Met de Crisis- en herstelwet wordt vooruitgelopen op de Omgevingswet. Onder de Omgevingswet kunnen in het omgevingsplan zonder maximale tijdsduur tijdelijke regels voor activiteiten worden gesteld. Dat kan dus ook voor flexibele, tijdelijke woningbouw. Daarnaast is het mogelijk om via een omgevingsvergunning voor een zogenaamde «buitenplanse omgevingsactiviteit» ontwikkelingen mogelijk te maken die afwijken van het omgevingsplan. Daarvoor geldt in beginsel de reguliere procedure met een doorlooptijd van acht weken, behoudens gevallen waarin een milieueffectrapport vereist is.

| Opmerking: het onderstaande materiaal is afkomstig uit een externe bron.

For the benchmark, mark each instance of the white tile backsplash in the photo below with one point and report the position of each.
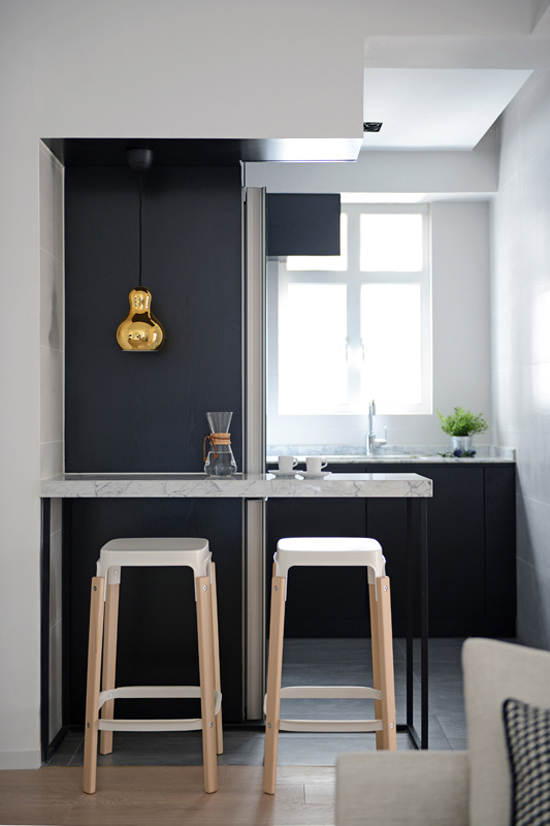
(51, 394)
(51, 301)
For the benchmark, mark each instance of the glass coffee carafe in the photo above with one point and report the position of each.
(220, 460)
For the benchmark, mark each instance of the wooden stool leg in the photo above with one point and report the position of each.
(206, 671)
(92, 685)
(387, 682)
(217, 675)
(109, 662)
(375, 650)
(274, 678)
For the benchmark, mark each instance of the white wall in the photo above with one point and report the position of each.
(51, 399)
(125, 68)
(521, 340)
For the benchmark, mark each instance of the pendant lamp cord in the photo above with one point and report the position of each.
(140, 223)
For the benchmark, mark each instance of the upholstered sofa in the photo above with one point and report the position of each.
(461, 788)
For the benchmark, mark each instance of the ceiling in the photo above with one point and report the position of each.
(435, 109)
(439, 80)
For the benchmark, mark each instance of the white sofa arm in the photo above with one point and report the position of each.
(394, 788)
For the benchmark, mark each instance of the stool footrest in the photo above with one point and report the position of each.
(330, 692)
(188, 724)
(157, 692)
(331, 725)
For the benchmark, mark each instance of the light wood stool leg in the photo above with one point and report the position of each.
(375, 648)
(217, 675)
(387, 683)
(274, 678)
(109, 661)
(92, 686)
(206, 671)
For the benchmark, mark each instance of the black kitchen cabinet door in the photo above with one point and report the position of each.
(471, 552)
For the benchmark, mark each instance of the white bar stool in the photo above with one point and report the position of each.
(330, 551)
(159, 552)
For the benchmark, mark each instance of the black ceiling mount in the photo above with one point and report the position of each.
(139, 160)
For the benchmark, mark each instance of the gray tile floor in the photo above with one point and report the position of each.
(308, 662)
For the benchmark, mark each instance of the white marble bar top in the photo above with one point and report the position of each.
(394, 454)
(240, 486)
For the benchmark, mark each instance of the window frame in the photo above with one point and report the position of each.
(354, 278)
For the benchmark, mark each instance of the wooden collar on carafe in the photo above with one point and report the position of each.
(216, 439)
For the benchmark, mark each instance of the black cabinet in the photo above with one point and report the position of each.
(303, 224)
(471, 547)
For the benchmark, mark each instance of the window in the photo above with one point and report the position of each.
(357, 326)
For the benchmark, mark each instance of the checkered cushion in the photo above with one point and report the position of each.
(528, 740)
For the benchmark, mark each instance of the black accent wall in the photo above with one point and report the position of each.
(131, 412)
(145, 412)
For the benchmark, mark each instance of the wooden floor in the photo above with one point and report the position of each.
(158, 796)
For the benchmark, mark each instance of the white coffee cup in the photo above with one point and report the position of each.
(315, 464)
(287, 464)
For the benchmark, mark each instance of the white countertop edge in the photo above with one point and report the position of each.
(241, 486)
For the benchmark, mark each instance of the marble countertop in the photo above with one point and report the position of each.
(393, 454)
(240, 486)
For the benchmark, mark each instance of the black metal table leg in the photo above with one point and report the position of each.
(417, 554)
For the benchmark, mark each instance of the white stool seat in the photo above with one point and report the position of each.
(337, 551)
(183, 552)
(191, 552)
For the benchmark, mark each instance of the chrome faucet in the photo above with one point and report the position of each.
(372, 442)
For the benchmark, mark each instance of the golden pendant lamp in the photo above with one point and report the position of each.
(140, 332)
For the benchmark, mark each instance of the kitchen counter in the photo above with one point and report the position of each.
(394, 454)
(240, 486)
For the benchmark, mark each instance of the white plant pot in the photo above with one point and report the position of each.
(464, 443)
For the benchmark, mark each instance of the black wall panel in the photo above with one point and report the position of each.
(132, 412)
(145, 412)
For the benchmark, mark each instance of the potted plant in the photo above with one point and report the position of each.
(462, 425)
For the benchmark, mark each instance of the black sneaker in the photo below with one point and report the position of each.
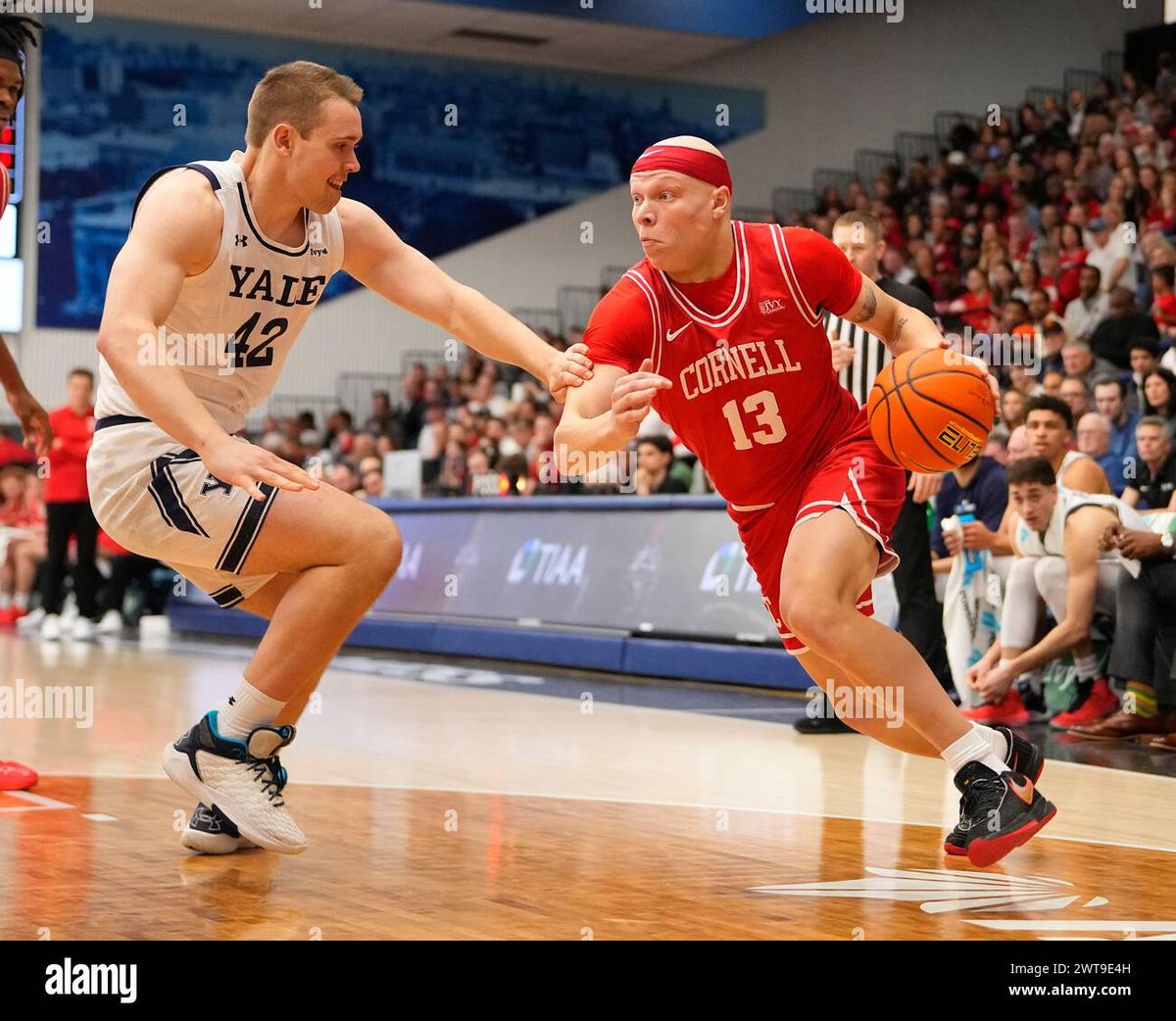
(1024, 757)
(212, 832)
(826, 721)
(244, 779)
(1000, 811)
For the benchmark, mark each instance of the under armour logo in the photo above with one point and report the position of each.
(213, 482)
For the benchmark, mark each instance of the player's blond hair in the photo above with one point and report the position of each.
(293, 93)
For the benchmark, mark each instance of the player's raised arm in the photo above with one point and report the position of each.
(380, 260)
(604, 414)
(175, 234)
(899, 326)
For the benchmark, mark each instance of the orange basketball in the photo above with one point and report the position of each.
(930, 411)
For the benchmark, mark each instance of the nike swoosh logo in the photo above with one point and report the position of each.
(1022, 788)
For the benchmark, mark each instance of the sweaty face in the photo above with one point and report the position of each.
(675, 219)
(10, 89)
(859, 247)
(1108, 403)
(1047, 433)
(322, 160)
(1034, 503)
(1152, 442)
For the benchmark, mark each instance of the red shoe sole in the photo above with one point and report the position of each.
(983, 852)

Het toestaan van tijdelijke woningbouw moet uiteraard wel voldoen aan de wettelijke kaders daarvoor. Er moet ook bij tijdelijke functies sprake zijn van een evenwichtige toedeling van functies aan locaties, waarbij rekening wordt gehouden met de gezondheid. Ook moet voldaan worden aan de geldende instructieregels, bijvoorbeeld voor externe veiligheid. Gevoelige bouwwerken, zoals woningen, mogen onder de Omgevingswet voor periodes tot maximaal tien jaar worden blootgesteld aan geur, geluid of trillingen boven de geldende grenswaarden, mits het niveau nog wel aanvaardbaar is.3

De Minister van Binnenlandse Zaken en Koninkrijksrelaties, K.H. Ollongren


X Noot
1

Kamerstuk 32 847, nr. 479.

X Noot
2

In dit kader is van belang dat uw Kamer op 20 december 2018 heeft ingestemd met het wetsvoorstel tot aanpassing van de Crisis- en herstelwet (Handelingen II 2018/19, nr. 39, item 21). Het voorstel is op 21 mei in de Eerste Kamer behandeld (Handelingen I 2018/19, nr. 30, item 11).

X Noot
3

Zie in dit verband ook de motie-Çegerek (Kamerstuk 33 118, nr. 74).